← Back to Projects

Coherent Value Systems: AITA Experiment

August 2, 2025

1. Introduction

I saw this tweet a little while back:

This made me curious about the value systems that LLMs have, specifically when it comes to assigning individuals blame in real situations. I decided to set aside some time over the weekend to vibecode and build out a small experiment to try and understand this a little better.

This experiment uses the "Am I the Asshole?" (AITA) subreddit as a testing ground for AI moral judgment. AITA provides thousands of real-world moral disputes where people vote on who's right and wrong - perfect for comparing AI decisions against human consensus.

GitHub Repository: latent-ethics-llms

The experiment tests AI models in three different ways:

  1. Direct judgment accuracy – does the model's first-pass verdict match the crowd majority
  2. Adversarial debate resilience – when two copies of the model argue opposite sides, and a third acts as judge, does deliberation converge toward the human consensus or away from it?
  3. Framing sensitivity – do verdicts flip when the dilemma is rewritten from "I did X" to "someone did X to me," holding facts constant?

2. Framework

2.1 Moral Philosophical Scope

Contemporary ethics in practicality are typically propped up by three primary pillars:

None of these philosophical frameworks perfectly capture how people actually make moral decisions in everyday life.

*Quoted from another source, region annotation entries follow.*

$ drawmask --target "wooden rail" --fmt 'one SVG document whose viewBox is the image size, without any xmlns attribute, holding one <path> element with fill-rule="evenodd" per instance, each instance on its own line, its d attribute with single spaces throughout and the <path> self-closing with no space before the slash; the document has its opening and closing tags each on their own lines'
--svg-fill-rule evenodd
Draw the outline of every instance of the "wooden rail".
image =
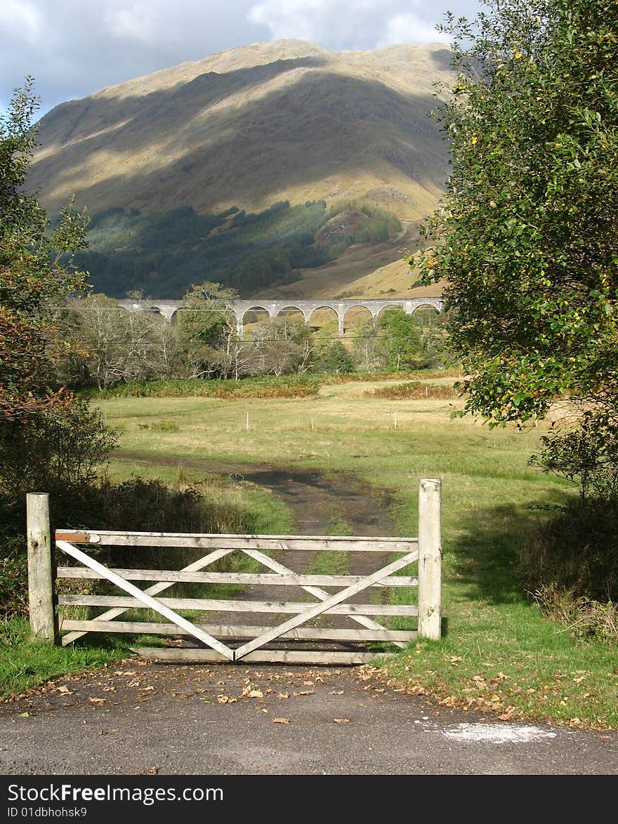
<svg viewBox="0 0 618 824">
<path fill-rule="evenodd" d="M 363 644 L 382 642 L 405 647 L 417 637 L 440 637 L 442 550 L 440 481 L 438 480 L 423 479 L 420 481 L 418 538 L 62 529 L 55 532 L 55 545 L 79 565 L 59 566 L 55 571 L 52 563 L 48 503 L 45 494 L 32 493 L 27 496 L 30 625 L 37 638 L 59 640 L 66 645 L 87 632 L 180 635 L 193 638 L 194 644 L 197 642 L 199 646 L 191 649 L 157 648 L 145 651 L 138 648 L 137 651 L 147 655 L 156 653 L 158 658 L 176 656 L 178 660 L 357 663 L 376 656 L 375 653 L 363 652 Z M 104 565 L 87 554 L 88 545 L 157 548 L 165 551 L 166 559 L 173 559 L 177 549 L 201 550 L 206 555 L 182 569 L 129 569 Z M 276 555 L 282 551 L 286 556 L 307 551 L 368 552 L 377 557 L 382 554 L 386 565 L 363 575 L 307 574 L 294 572 L 277 558 L 271 557 L 272 554 Z M 263 564 L 266 571 L 220 572 L 213 569 L 215 562 L 232 553 L 249 556 Z M 416 575 L 399 574 L 406 572 L 413 564 L 418 565 Z M 106 580 L 121 592 L 117 595 L 88 592 L 62 593 L 56 597 L 56 578 L 73 581 Z M 132 582 L 155 583 L 141 589 Z M 288 597 L 273 599 L 267 597 L 261 600 L 208 597 L 208 590 L 204 597 L 159 597 L 160 593 L 179 583 L 202 584 L 206 588 L 211 584 L 297 587 L 314 600 L 307 602 Z M 363 592 L 382 587 L 418 589 L 418 606 L 358 602 Z M 57 606 L 60 607 L 58 616 Z M 62 609 L 73 606 L 98 607 L 104 611 L 88 620 L 77 620 L 68 617 Z M 115 620 L 128 610 L 135 609 L 152 611 L 165 619 L 165 622 Z M 202 620 L 179 614 L 178 611 L 185 610 L 199 613 Z M 223 618 L 227 613 L 250 614 L 250 621 L 246 624 L 228 622 Z M 262 614 L 269 616 L 274 623 L 264 625 L 251 623 L 250 615 Z M 283 618 L 286 616 L 288 617 Z M 314 619 L 319 618 L 323 624 L 325 616 L 344 616 L 339 620 L 357 625 L 311 625 Z M 391 630 L 373 617 L 388 619 L 396 616 L 417 617 L 418 629 Z M 310 625 L 302 625 L 307 623 Z M 344 644 L 344 650 L 322 648 L 329 642 L 339 647 Z M 273 644 L 277 645 L 274 648 Z M 306 647 L 307 644 L 318 644 L 321 648 L 298 648 L 298 645 Z M 282 644 L 289 648 L 280 648 Z M 352 645 L 353 650 L 346 650 L 346 645 Z"/>
</svg>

Psychology research shows that most people rely on intuitive feelings about fairness, harm, loyalty, and similar values. This project isn't trying to determine absolute moral truth - it's simply comparing how AI models behave versus what happens when lots of real people judge the same situation.

The AITA dataset forms a descriptive-utilitarian proxy. Posts on Am I the Asshole? (AITA) subreddit receives thousands of crowd votes assigning one of four labels:

Although the vote does not constitute an objective moral truth, it approximates a descriptive-utilitarian stance: the winning label is the option that maximises expressed social approval within the crowd.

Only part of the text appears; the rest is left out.